Malaysians, Indonesians protest US move on Jerusalem
KUALA LUMPUR - Thousands of protesters in Muslim-majority Malaysia demonstrated Friday outside the US embassy over President Donald Trump's recognition of Jerusalem as Israel's capital, denouncing it as a "slap in the face" for Muslims worldwide.
Some 5,000 demonstrators marched on the Kuala Lumpur mission after the main weekly Muslim prayers in a nearby mosque, chanting and waving banners that read "Hands off Jerusalem" and "Down USA President Trump".
Trump's announcement, which has been met by an almost universal diplomatic backlash, sparked Palestinian protests and clashes with Israeli security forces, as well as a call for a new intifada from Hamas' leader.
The status of Jerusalem is deeply sensitive for Muslims, and protesters have started taking to the streets in cities across the world following the policy shift.
The protesters in Kuala Lumpur were led by Khairy Jamaluddin, the sports minister and head of ruling party UMNO's youth wing, who accused of Trump of having made "an illegal announcement".
"What you did is against international law -- Muslims cannot accept your action," he said in a speech to the crowd during the hour-long protest.
Mohamad Rasul, a 51-year-old train driver taking part in the demonstration, described Trump's move as "a slap in the face for Muslims.
"This insensitive action will inflame the hearts of Muslims worldwide."
Police said 5,000 demonstrators took part in the protest, which passed off largely peacefully.
In neighbouring Indonesia, the world's most populous Muslim-majority country, several hundred people demonstrated outside the US embassy in the capital Jakarta, carrying placards that said "No to Trump" and unfurling a large Palestinian flag.
In Afghanistan, more than 1,000 protesters hit the streets after Friday prayers in Kabul, carrying banners reading "Death to Israel" and "Death to America".

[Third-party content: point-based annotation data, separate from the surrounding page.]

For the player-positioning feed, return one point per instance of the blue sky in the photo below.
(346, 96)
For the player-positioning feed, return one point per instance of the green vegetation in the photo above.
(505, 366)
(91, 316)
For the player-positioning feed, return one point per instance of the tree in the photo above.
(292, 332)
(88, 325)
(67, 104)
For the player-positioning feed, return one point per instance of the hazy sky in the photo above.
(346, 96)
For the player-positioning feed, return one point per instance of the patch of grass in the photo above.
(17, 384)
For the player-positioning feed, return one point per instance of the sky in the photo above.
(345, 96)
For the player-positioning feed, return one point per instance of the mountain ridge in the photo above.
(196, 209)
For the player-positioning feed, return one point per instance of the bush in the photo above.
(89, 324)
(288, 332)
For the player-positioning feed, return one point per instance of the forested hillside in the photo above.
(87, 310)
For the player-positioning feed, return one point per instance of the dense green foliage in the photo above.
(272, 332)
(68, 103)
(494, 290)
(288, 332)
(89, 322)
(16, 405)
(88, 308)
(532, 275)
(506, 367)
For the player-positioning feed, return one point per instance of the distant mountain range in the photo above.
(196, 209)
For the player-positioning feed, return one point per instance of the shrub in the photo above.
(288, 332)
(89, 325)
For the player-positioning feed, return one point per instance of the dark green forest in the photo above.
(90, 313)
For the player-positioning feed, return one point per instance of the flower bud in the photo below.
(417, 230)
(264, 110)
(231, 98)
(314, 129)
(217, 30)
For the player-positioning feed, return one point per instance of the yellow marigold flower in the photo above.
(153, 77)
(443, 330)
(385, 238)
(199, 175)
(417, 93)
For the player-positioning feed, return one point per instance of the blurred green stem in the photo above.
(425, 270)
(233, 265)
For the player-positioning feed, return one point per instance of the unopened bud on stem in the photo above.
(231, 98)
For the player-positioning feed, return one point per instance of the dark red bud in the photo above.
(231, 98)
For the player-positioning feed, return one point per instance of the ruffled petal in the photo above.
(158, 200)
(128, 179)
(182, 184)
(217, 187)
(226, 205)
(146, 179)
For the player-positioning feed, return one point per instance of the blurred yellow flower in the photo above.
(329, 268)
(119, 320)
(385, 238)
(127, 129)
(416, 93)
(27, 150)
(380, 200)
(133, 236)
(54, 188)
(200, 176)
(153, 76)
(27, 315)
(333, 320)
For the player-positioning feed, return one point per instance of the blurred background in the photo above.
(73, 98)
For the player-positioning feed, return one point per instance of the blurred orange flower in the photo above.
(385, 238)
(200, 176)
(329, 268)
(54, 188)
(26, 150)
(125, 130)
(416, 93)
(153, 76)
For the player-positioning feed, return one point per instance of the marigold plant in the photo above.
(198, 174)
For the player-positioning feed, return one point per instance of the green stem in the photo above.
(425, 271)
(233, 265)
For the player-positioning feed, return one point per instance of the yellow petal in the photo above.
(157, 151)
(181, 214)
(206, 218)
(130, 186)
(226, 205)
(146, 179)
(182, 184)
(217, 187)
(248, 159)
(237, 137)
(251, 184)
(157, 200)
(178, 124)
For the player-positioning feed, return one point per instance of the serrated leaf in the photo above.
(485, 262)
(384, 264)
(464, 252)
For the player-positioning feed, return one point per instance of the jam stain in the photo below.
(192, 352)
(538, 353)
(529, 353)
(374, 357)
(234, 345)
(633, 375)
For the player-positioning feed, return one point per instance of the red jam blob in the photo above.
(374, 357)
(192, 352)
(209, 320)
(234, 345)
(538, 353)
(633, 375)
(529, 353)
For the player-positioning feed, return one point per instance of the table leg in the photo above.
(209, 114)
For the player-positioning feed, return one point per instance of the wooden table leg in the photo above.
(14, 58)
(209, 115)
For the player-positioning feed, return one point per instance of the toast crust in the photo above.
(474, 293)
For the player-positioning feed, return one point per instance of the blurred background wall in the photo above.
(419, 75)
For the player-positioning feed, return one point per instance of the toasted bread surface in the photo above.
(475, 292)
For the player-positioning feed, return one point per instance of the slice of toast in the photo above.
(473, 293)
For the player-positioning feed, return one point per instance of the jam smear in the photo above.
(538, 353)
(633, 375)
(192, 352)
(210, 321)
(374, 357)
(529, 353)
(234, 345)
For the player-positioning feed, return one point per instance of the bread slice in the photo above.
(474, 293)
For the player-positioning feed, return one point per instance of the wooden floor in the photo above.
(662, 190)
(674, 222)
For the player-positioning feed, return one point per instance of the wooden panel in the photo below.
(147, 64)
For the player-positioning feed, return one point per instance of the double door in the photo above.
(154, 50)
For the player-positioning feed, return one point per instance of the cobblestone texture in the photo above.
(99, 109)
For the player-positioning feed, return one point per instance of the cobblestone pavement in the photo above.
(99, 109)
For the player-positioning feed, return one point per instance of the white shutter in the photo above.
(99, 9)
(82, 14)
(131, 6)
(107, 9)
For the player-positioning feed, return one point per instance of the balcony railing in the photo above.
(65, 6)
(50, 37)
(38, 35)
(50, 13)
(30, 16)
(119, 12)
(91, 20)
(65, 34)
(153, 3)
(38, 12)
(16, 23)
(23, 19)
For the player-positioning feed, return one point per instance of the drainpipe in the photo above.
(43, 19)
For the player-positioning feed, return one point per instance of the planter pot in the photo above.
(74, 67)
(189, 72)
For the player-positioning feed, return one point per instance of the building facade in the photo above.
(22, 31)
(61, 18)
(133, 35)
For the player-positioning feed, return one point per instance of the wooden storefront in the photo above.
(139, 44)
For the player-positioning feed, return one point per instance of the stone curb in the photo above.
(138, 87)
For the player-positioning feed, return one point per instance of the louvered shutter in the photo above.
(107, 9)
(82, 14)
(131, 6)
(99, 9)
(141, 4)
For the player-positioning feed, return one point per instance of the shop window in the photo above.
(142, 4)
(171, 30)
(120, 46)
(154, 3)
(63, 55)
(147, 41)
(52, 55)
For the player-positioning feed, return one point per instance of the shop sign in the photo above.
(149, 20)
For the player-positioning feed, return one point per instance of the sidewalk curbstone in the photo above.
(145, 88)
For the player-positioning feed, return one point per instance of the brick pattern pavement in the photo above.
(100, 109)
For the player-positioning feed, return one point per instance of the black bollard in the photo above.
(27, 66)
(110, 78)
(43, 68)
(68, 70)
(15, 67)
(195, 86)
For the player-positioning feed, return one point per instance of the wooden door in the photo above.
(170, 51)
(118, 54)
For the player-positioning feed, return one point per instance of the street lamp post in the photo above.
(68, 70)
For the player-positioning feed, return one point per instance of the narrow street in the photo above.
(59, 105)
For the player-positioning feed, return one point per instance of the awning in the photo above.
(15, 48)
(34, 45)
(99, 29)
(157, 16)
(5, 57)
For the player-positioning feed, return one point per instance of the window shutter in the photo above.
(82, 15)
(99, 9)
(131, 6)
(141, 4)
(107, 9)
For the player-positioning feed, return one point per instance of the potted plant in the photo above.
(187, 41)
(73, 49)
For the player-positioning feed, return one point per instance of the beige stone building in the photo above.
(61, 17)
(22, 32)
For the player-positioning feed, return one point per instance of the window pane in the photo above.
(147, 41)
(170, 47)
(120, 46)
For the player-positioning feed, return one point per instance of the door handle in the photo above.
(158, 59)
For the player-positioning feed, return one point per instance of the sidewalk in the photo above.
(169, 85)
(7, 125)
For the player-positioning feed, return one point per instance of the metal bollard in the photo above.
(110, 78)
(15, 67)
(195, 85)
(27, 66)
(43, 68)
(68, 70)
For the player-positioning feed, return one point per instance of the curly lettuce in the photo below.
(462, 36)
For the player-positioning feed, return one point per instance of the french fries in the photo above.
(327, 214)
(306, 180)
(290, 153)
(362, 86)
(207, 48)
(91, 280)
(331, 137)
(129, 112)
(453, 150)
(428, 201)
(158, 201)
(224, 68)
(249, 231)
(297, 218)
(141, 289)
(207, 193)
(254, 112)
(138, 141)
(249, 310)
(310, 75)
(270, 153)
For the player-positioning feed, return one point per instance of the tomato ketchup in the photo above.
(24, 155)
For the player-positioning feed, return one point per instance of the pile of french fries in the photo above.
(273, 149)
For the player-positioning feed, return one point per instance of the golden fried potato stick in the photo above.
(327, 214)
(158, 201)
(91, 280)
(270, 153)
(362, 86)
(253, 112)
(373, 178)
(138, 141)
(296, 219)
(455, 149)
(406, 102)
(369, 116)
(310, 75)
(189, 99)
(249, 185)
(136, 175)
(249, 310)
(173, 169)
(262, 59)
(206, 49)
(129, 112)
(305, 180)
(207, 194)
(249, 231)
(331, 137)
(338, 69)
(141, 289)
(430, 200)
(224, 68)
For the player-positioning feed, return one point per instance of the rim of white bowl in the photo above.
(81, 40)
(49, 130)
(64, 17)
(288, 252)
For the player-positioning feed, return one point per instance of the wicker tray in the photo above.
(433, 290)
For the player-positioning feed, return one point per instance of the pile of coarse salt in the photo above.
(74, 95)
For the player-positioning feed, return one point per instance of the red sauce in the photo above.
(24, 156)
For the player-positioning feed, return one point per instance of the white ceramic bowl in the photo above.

The demonstrators burned effigies of Trump as well as American and Israeli flags in the centre of the Afghan capital. A few dozen tried to reach the heavily-barricaded US embassy, but were pushed back by local security forces.
Around 2,500 demonstrators also protested in the western city of Herat, while 500 people rallied in Kunduz, in the north-east of the country.
- Solidarity protests -
Hundreds of protesters also took to the streets in neighbouring Pakistan, including in the capital Islamabad. The protesters chanted "Death to Trump" and "Trump is mad", setting fire to American and Israeli flags as well as effigies of the US president.
In Indian-administered Kashmir, hundreds of protesters defied a curfew and demonstrated in the main city of Srinagar, burning photographs of Trump and trampling on American flags, as armed police pushed them back.
Police in riot gear were deployed in large numbers outside major mosques to thwart protests, a police officer said.
People in Muslim-majority Kashmir, which is divided between India and Pakistan and claimed by both, have historically displayed solidarity with Palestine.
Indonesia, Malaysia and Pakistan are also staunch supporters of the Palestinian cause and solidarity protests are not uncommon.
Trump's recognition of Jerusalem as Israel's capital puts him at odds with the international community, which insists the issue can only be resolved in negotiations.